Although he only guided the team to fourth place in the previous campaign, Jesualdo Ferreira remained in charge of the team, with overwhelming support from inside the club, especially from former Director of Football Gaspar Ramos and former President Manuel Dámasio, who said he was "the best solution to lead Benfica". In the transfer season, Maniche and Robert Enke left the club as their contracts expired; the former joined Porto, the latter, Barcelona. Marco Caneira and Edgaras Jankauskas also left, as Benfica did not get their loan deals renewed; with Jankauskas immediately moving to Porto. Benfica replaced Jankauskas with Nuno Gomes on a free transfer after the collapse of Fiorentina. Gomes scored 76 goals in his first spell at Benfica; expectations were high, with crowds gathering to see him in training sessions. He joined a depleted attack, which only had the new signing from Porto Miklós Fehér as option, as both Mantorras and Tomo Šokota were injured. The back four was also strengthened, with Benfica bringing back Hélder after six seasons abroad and adding Ricardo Rocha, a young defender from Braga.

The pre-season began on 9 July with a week of training before the club travelled to Switzerland on the 13th, where they played their first two games of the pre-season, against Étoile Carouge and Auxerre. After a game in Palermo with Inter Milan on 21 July, Benfica returned to Portugal the next day, meeting up with Sporting in the Superbola Trophy on the 28th. With three more matches in early August, including one in the Guadiana Trophy, Benfica closed its season preparation with a match against European champions Real Madrid on 17 August, a week before the first official game.

===August–October===
Benfica started the 2002–03 Primeira Liga campaign at home against Marítimo, scoring twice in the first half, leading to a 3–0 win. The following Saturday, they played Beira-Mar away and won 2–0 after an early lead; according to Manuel Queiroz of Record, despite "dominating in the first half, [Benfica] suffered to retain the lead in the second, with the two nil only arriving right near the end". The club ended the month sharing first place with two other teams, but with a higher goal average than them.

The team began September with a 3–2 away win against Moreirense; Fehér had a decisive influence, earning a penalty and scoring the winner in the 78th minute.
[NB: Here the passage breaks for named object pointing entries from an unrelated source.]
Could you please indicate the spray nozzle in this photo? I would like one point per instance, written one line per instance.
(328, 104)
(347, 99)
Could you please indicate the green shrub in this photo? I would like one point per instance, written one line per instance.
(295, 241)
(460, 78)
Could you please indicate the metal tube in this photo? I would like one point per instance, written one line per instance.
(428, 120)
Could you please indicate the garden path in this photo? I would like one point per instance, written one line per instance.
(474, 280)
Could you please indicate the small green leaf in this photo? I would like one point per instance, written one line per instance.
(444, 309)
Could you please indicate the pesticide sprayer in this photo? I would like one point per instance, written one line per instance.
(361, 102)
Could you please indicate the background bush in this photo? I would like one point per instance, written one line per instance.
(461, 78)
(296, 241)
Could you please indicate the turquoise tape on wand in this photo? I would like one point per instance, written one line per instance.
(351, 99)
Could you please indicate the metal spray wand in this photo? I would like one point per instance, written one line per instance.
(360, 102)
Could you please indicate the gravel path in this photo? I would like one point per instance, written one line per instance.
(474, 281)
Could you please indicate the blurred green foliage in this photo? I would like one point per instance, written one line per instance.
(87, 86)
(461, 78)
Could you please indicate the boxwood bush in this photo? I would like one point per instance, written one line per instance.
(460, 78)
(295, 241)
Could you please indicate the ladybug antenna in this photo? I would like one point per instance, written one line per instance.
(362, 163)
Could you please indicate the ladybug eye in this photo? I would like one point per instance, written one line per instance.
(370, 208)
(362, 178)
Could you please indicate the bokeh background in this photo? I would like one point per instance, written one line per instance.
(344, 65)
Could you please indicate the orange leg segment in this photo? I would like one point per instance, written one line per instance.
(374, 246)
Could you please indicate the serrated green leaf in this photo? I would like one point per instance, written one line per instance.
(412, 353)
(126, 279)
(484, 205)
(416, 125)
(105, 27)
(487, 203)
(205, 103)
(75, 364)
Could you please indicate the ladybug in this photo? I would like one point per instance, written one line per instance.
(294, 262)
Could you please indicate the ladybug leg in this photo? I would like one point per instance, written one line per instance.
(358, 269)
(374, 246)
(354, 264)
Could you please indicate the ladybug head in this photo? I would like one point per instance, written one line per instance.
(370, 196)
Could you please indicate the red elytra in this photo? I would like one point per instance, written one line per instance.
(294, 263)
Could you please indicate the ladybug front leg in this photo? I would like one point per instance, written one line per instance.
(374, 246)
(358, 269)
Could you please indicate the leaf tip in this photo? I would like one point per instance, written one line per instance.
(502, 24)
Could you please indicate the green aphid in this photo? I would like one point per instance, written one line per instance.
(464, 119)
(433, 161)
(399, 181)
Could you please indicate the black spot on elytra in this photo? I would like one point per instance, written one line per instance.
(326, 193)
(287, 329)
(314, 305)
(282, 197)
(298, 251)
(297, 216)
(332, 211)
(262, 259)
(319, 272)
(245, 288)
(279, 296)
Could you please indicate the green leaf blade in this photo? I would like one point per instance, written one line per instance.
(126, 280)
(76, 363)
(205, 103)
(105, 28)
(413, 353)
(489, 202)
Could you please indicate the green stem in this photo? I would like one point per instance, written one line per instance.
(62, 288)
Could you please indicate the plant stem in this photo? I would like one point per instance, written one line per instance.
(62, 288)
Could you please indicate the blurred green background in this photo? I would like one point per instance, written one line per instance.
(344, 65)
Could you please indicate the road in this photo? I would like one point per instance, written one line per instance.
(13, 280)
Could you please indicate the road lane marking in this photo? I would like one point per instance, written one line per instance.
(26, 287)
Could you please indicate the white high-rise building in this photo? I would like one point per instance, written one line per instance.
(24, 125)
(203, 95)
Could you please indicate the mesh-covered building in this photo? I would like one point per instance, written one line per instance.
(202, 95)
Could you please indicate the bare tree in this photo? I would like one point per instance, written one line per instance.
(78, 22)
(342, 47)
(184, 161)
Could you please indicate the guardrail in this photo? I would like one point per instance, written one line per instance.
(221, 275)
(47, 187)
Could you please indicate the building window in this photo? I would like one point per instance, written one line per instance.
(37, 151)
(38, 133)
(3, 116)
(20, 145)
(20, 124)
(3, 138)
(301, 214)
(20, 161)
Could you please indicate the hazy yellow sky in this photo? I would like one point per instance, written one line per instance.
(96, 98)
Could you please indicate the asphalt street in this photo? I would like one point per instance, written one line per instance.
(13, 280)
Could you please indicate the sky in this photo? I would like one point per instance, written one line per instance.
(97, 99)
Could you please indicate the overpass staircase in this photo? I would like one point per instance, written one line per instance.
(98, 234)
Benfica won their fourth consecutive game on 21 September, with a 3–1 win at home against União de Leiria. In the second half, Simão scored his fourth and fifth league goals, unlocking the game that was tied 1–1 at half-time. They ended September with a visit to Estádio da Madeira to play Nacional. The game ended with a 0–1 loss; according to José Ribeiro writing for Record, "after two warnings in the previous two games, the inevitable happened. With known defensive weaknesses, Benfica was winning because of their players intelligence (Zahovič and Petit) and talent (Simão). Only yesterday, none of that worked, given that Peseiro read the game very well and found Benfica's problems ... ".

Benfica hosted Vitória Setúbal on 5 October, dropping two points in a 1–1 draw, due to a "childish error, or better yet, a lack of sharpness of the back-four", in the words of Ricardo Tavares from Record. On 20 October, Benfica met Porto in Estádio das Antas for the Clássico. It was an intense match, with 3 ejections and 73 fouls. Porto won 2–1 because to António Tadeira, they "reacted better to playing outnumbered, while Benfica lost their focus when Paulo Costa sent off Éder and then Miguel". Six days later, for the final game of the month, Benfica played Académica at home. The final score of 1–1 was the best possible, because Académica scored the first goal in the 86th minute, giving Benfica only a few minutes to level the game, which Carlitos did in the 90th minute. Benfica ended the month in fifth place, having won only two of nine possible points.

===November–February===
At the beginning of November, Benfica headed to the Azores to play Santa Clara. They won 2–1 due to a double from Simão. A week later, the team played Paços de Ferreira in the Estádio da Luz. The game ended with a 7–0 win for Benfica; Antonio Tadeia writing for Record said the win "showed that Benfica it is alive and well in the league, even without two internationals, Simão and Petit". On 16 November, Benfica played Varzim away, resulting in a 1–2 loss; Rui Dias wrote for Record that, Varzim "adjusted better to the windstorm night and to the soaking wet field ... taking the initiative in the search for the three points".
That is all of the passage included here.